Depuis trois ans, Régis Genté observe un pouvoir géorgien qui accumule les gestes forts à l'égard de la Russie. "Tout indique que la Russie pousse la Géorgie à rompre ses liens avec l'Occident. La Russie n'est pas attractive pour les 3,7 millions de Géorgiens, donc Moscou fait du "soft power" négatif qui dit à la population de ne pas se tourner vers l'Europe, en jouant par exemple avec la carte des moeurs, [en soutenant que] la société européenne est complètement influencée par la communauté LGBT."
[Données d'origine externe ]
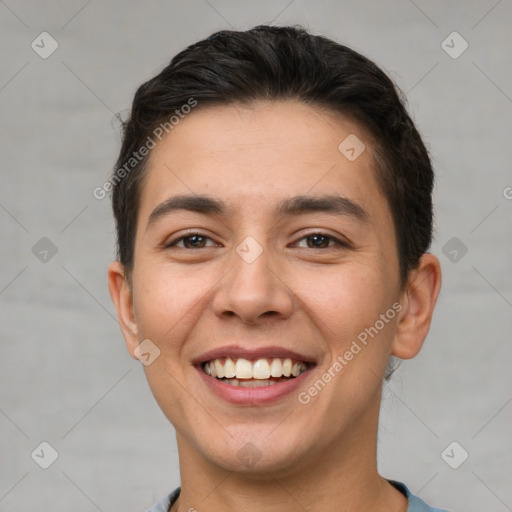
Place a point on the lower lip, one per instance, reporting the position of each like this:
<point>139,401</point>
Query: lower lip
<point>252,396</point>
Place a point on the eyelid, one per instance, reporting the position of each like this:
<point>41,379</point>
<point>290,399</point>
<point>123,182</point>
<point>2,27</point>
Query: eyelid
<point>188,233</point>
<point>338,241</point>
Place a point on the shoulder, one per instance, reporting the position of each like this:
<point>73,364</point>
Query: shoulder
<point>165,504</point>
<point>415,504</point>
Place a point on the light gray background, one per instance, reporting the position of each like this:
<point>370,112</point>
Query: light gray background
<point>65,376</point>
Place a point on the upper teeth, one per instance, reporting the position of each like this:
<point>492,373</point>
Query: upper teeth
<point>260,369</point>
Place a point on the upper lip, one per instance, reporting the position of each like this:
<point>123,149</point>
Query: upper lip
<point>237,352</point>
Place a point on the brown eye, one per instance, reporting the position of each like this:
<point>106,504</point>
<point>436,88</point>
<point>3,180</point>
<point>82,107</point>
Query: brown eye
<point>318,241</point>
<point>191,241</point>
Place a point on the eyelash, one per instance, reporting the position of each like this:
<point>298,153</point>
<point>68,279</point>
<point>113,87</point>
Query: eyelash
<point>337,242</point>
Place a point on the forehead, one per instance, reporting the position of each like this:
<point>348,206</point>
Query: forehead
<point>255,156</point>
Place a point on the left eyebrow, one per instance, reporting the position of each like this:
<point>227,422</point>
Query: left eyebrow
<point>336,204</point>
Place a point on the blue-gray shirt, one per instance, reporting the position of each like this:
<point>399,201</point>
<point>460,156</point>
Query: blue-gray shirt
<point>415,504</point>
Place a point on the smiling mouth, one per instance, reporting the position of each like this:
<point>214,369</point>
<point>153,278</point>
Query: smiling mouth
<point>239,372</point>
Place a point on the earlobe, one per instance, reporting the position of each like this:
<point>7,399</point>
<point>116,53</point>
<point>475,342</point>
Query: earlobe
<point>418,300</point>
<point>122,297</point>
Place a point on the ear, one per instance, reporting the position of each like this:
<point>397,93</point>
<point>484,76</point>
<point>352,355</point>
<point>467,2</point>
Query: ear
<point>418,300</point>
<point>122,297</point>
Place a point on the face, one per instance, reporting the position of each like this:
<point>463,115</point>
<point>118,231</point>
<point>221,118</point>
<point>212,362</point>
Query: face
<point>262,249</point>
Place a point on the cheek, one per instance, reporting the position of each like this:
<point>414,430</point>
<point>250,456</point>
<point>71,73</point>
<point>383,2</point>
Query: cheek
<point>165,303</point>
<point>345,300</point>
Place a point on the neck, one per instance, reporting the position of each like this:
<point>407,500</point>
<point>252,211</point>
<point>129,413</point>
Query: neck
<point>341,478</point>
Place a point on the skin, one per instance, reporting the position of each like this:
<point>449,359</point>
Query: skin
<point>318,456</point>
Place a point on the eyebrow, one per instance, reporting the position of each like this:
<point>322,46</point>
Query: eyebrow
<point>297,205</point>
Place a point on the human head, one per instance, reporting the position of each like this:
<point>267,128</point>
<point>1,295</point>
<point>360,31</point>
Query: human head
<point>260,165</point>
<point>278,63</point>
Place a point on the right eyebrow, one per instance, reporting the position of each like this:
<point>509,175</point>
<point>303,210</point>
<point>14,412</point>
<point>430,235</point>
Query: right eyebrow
<point>194,203</point>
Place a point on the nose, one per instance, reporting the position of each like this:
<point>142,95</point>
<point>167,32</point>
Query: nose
<point>253,291</point>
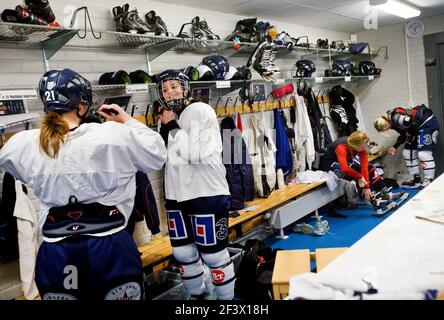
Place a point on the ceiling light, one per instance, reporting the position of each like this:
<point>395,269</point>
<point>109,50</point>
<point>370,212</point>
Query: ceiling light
<point>396,8</point>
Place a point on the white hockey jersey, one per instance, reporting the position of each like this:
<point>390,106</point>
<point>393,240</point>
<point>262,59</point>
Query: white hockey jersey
<point>97,163</point>
<point>194,168</point>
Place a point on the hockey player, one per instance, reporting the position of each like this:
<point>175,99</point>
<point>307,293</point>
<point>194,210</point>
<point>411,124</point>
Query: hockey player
<point>84,175</point>
<point>196,191</point>
<point>347,158</point>
<point>418,128</point>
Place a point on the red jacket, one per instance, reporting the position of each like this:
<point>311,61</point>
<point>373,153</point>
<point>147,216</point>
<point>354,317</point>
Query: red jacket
<point>346,155</point>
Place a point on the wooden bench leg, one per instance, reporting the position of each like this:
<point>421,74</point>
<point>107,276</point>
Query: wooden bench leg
<point>282,235</point>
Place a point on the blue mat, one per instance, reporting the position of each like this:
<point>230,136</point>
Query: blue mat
<point>342,233</point>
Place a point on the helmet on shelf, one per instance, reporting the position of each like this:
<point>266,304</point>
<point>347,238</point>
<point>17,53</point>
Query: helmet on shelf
<point>342,67</point>
<point>303,68</point>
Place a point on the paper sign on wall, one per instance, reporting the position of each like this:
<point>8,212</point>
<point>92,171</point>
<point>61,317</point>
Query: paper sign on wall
<point>18,94</point>
<point>136,88</point>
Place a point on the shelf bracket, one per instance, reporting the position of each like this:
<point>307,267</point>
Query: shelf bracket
<point>386,51</point>
<point>55,42</point>
<point>155,50</point>
<point>229,51</point>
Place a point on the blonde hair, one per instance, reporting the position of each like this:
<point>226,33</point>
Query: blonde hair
<point>382,123</point>
<point>52,133</point>
<point>357,139</point>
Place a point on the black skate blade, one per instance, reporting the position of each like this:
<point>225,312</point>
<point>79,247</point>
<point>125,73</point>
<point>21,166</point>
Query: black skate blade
<point>9,15</point>
<point>392,206</point>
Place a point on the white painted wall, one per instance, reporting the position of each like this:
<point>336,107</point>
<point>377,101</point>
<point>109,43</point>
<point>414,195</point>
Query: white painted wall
<point>392,89</point>
<point>25,67</point>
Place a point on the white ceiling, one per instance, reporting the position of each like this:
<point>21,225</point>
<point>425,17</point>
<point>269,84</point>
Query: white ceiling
<point>338,15</point>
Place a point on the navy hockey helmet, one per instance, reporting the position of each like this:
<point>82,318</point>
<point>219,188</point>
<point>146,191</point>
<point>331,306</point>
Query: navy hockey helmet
<point>303,68</point>
<point>63,90</point>
<point>218,64</point>
<point>367,68</point>
<point>184,81</point>
<point>342,67</point>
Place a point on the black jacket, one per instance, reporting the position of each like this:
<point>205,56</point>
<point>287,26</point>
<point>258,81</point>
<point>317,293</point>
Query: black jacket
<point>342,110</point>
La guerre de 2008 en Géorgie, c'est en quelque sorte le début de la guerre en Ukraine. C'est la même guerre, le même mouvement.
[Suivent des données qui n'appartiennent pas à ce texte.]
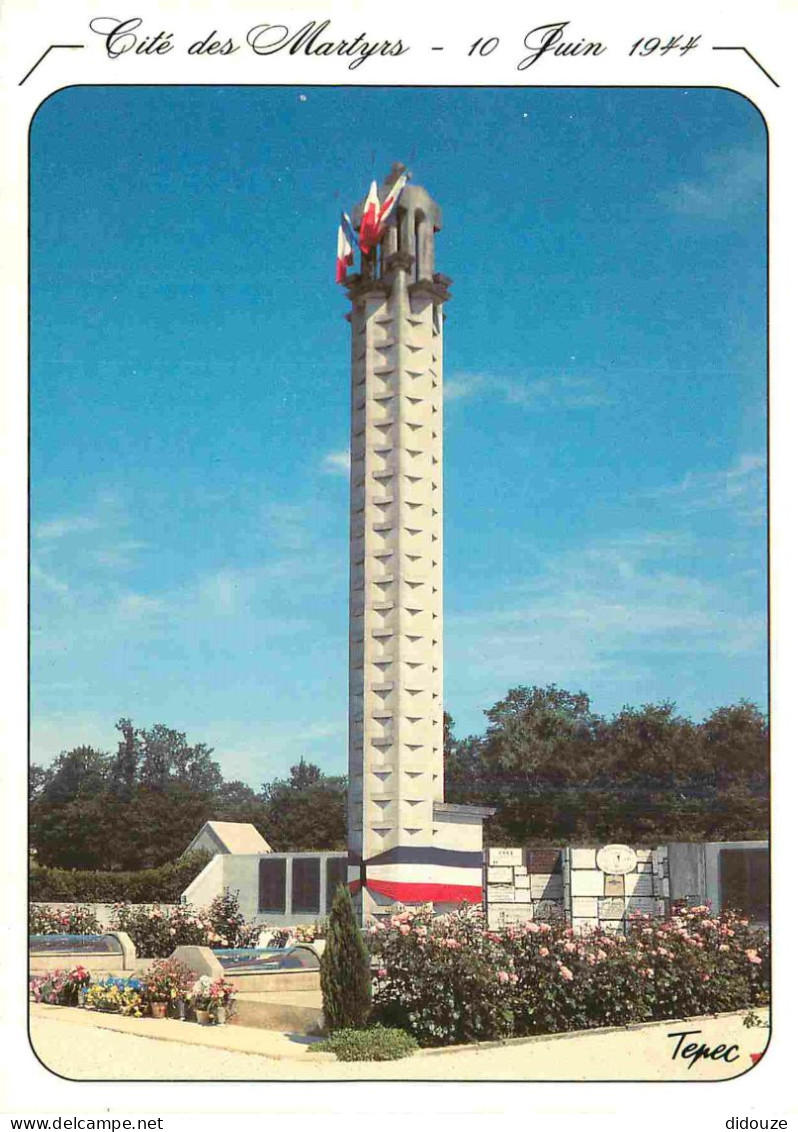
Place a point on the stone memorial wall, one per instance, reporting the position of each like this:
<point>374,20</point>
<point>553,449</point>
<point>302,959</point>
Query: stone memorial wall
<point>586,886</point>
<point>607,884</point>
<point>523,884</point>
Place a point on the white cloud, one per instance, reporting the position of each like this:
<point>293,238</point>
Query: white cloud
<point>731,180</point>
<point>740,488</point>
<point>66,524</point>
<point>137,607</point>
<point>611,609</point>
<point>561,391</point>
<point>337,463</point>
<point>463,385</point>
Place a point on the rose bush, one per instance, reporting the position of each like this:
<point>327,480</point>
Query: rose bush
<point>73,920</point>
<point>445,979</point>
<point>451,979</point>
<point>156,932</point>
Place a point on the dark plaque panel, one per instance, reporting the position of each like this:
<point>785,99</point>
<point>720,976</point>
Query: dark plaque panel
<point>306,884</point>
<point>272,885</point>
<point>543,860</point>
<point>745,882</point>
<point>336,875</point>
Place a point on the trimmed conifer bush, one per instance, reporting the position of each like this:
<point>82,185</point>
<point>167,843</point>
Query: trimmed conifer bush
<point>345,968</point>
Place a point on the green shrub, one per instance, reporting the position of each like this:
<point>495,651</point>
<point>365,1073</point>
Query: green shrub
<point>449,979</point>
<point>345,977</point>
<point>70,920</point>
<point>444,979</point>
<point>147,885</point>
<point>378,1043</point>
<point>156,932</point>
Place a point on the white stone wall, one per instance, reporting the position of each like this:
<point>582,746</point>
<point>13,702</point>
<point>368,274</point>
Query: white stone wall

"Dans les relations diplomatiques, on voit que les dirigeants géorgiens actuels sont très rudes, parfois insultants, à l'égard des représentants européens", indique Régis Genté. "Par exemple, un journal géorgien a compté le nombre critiques du président du parti au pouvoir, entre février et juillet 2022. Il y en avait neuf à l'égard de la Russie, 57 à l'encontre des Américains et des Européens et 55 sur l'Ukraine et Volodymyr Zelensky."
L'ombre de la guerre
La Géorgie avait subi une invasion russe en 2008. Le pays avait perdu les régions d'Ossétie du Sud et d'Abkhazie dans l'opération. Par conséquent, face à la menace, la Géorgie est obligée de ménager ses rapports avec Moscou.
Pour Régis Genté, la politique de prudence face à la Russie est tout à fait louable et nécessaire. "Il ne faut pas oublier que la guerre de 2008 en Géorgie, c'est en quelque sorte le début de la guerre en Ukraine. C'est la même guerre, le même mouvement. La Russie surveille de très près la Géorgie. Elle est capable, si besoin, de déstabiliser la Géorgie."
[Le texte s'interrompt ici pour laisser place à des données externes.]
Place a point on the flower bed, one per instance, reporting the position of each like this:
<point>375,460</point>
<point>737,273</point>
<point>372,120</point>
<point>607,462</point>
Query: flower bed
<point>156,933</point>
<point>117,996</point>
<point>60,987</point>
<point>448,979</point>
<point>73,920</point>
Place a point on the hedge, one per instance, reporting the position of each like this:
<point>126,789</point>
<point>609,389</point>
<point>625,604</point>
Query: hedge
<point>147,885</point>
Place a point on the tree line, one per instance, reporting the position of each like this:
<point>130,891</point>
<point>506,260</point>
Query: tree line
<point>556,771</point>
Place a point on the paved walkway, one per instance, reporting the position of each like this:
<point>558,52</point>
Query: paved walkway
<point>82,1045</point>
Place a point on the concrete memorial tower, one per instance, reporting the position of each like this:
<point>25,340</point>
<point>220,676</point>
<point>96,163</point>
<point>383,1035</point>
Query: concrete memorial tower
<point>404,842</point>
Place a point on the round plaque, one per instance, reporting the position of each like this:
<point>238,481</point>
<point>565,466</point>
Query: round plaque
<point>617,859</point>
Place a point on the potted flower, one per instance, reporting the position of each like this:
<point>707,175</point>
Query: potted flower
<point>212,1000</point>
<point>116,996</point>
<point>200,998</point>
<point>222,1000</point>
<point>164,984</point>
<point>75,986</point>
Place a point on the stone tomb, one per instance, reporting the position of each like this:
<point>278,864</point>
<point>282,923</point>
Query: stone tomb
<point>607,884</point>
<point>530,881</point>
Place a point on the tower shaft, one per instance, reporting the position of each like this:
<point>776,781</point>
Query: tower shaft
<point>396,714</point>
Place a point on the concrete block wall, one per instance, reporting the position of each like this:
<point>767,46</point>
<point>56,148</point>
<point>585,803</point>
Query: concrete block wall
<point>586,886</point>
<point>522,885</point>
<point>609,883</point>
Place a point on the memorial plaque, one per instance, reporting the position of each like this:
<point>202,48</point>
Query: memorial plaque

Ce décalage entre le pouvoir et la population, favorable à une adhésion à l'Union européenne et à l'OTAN, crée une tension avec des crises à répétitions en Géorgie. Régis Genté prend pour exemple la volonté du gouvernement de Tbilissi qui a voulu, en mars dernier, imposer une loi sur les agents étrangers calquée sur la loi russe. Une manière de rompre avec l'Occident et d'appartenir à la loi russe, selon Régis Genté. "On ne peut pas faire acte plus provocant envers l'Europe quand on candidate à l'Union européenne", souligne-t-il.
Adhésion sous conditions
Dans le contexte de la guerre en Ukraine, Régis Genté précise que 2023 est une année cruciale, car la Moldavie et l'Ukraine ont reçu le statut de candidates à l'Union européenne en 2022, mais pas la Géorgie en raison de sa politique pro-russe. "L'Union européenne a laissé une échéance à fin 2023 pour que la Géorgie remplisse les conditions d'une adhésion, mais cette décision risque d'être négative et on ne sait pas comment la population géorgienne va réagir", prévient Régis Genté.
En mars, en 48 heures, les manifestants avaient réussi à faire retirer le projet de loi sur les agents étrangers. Mais le gouvernement continue les provocations, selon Régis Genté. D'autres lois qui s'opposeraient à un rapprochement avec l'Europe sont à prévoir.